Posted by Ned Stark in Uncategorized.

3 steps backwards! After reading the article Today and feeling abit optimistic about the future relationship between New Media and Mainstream Media, I must say I am bitterly disappointed to see the following article which was on the Straits Times. And I am even more disappointed to read from Gerald’s blog that though he was asked for his views, the ST article did not even mention it. And here Ned thought that the Today Article was a harbinger of better things to come.

Thus when one reads the article one would be forgiven if one leaves with the impression that the bloggers are a bunch of bungling jokers who are always sticking their hands into the fire and spreading gossip and misinformation.
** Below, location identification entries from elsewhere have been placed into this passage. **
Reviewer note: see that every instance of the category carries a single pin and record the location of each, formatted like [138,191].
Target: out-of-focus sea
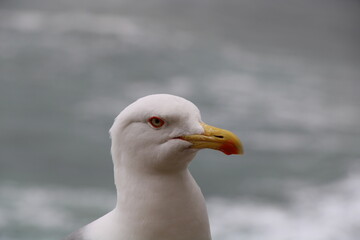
[283,75]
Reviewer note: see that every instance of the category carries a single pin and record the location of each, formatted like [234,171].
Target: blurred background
[284,75]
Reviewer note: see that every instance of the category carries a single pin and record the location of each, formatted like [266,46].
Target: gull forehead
[165,105]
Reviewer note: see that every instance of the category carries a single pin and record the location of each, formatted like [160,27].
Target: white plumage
[153,141]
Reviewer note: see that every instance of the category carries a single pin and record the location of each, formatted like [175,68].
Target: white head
[161,133]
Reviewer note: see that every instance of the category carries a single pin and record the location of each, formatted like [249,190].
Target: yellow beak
[216,138]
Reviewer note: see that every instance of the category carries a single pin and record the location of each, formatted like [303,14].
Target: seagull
[153,141]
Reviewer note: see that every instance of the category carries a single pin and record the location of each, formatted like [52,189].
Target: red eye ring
[156,122]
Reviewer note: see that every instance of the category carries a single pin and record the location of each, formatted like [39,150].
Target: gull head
[163,132]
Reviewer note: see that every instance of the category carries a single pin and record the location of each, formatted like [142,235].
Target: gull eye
[156,122]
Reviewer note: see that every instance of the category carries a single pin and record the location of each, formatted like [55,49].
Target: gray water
[283,75]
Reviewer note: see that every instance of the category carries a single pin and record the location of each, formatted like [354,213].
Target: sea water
[284,77]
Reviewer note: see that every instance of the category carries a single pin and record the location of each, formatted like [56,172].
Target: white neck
[160,206]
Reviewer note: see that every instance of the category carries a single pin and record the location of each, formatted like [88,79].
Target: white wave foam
[330,212]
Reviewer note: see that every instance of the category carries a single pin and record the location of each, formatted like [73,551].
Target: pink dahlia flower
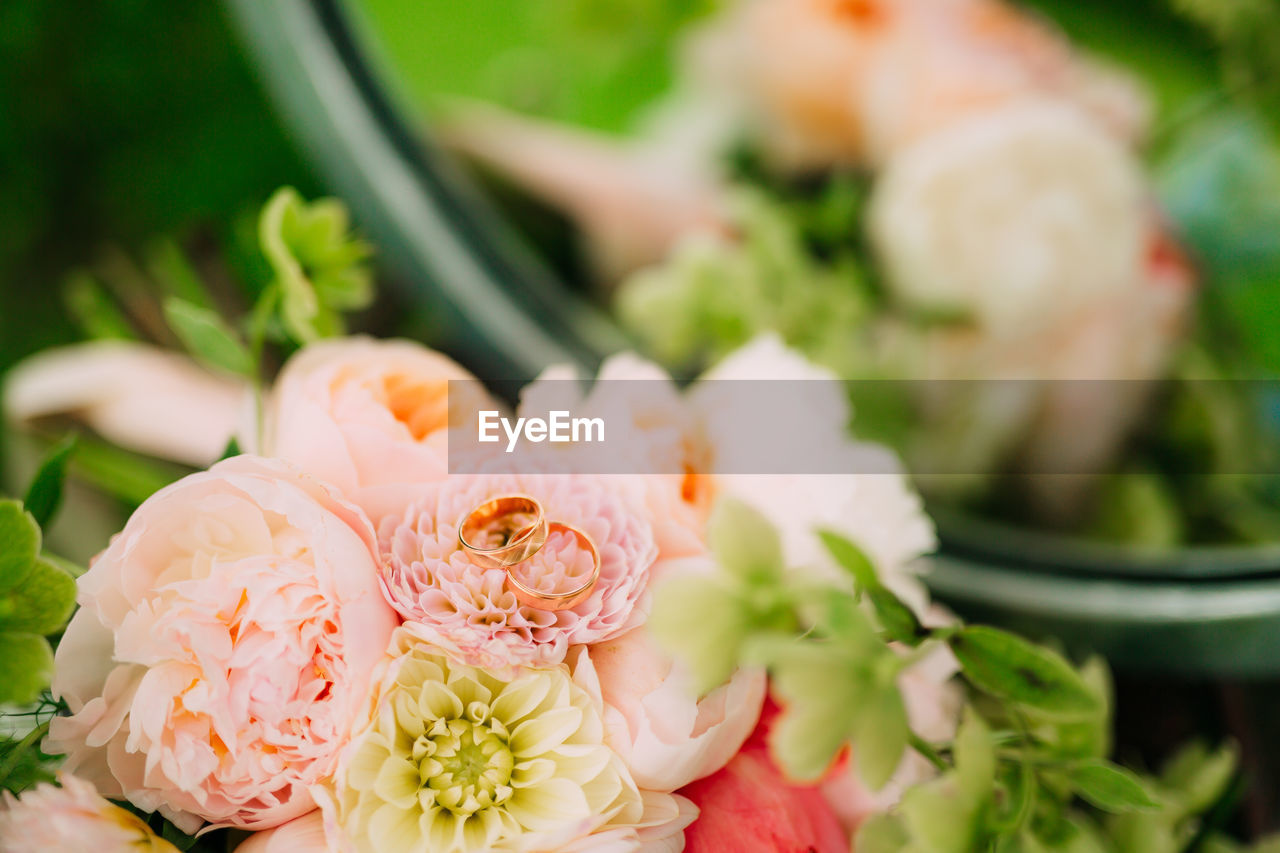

Since Ned has said much of it before (I think its all pure bollocks) Ned will try his best to restrain his comments to those raised in the article:

1) The article uses the example of the Lee Hong Yi incident, ostensibly to show case the lack of discretion of bloggers. The following quote by MP Charles Chong is particularly telling, especially when he goes on to say that he receives letters which are CCed to people of all positions, including but not limited to the President, the PM and MPs and so on. Firstly, with regards to the former, the Lee Hong Yi incident was indeed a cause of public concern for it highlighted salient facts about the military system which affects the lives of a very large proportion of Singapore male citizens (not those newly converted kind); in fact some males too have lost their lives or livelihoods due to the system. Thus Ned fails to see why there is a need to sweep everything under the carpet. And this incident does benefit society as a whole.

Secondly, with regards to Singaporeans broadcasting complaints beyond relevant recipients, perhaps we should go back to the aforementioned case of Lee Hong Yi. Assuming that his actions were commensurate with one who wanted to create greater awareness among the Army, the same can also be said of the youth who CC practically everyone under the sun. True, it gets tiring, but then again better a foolish idealist than an apathetic opportunist eh?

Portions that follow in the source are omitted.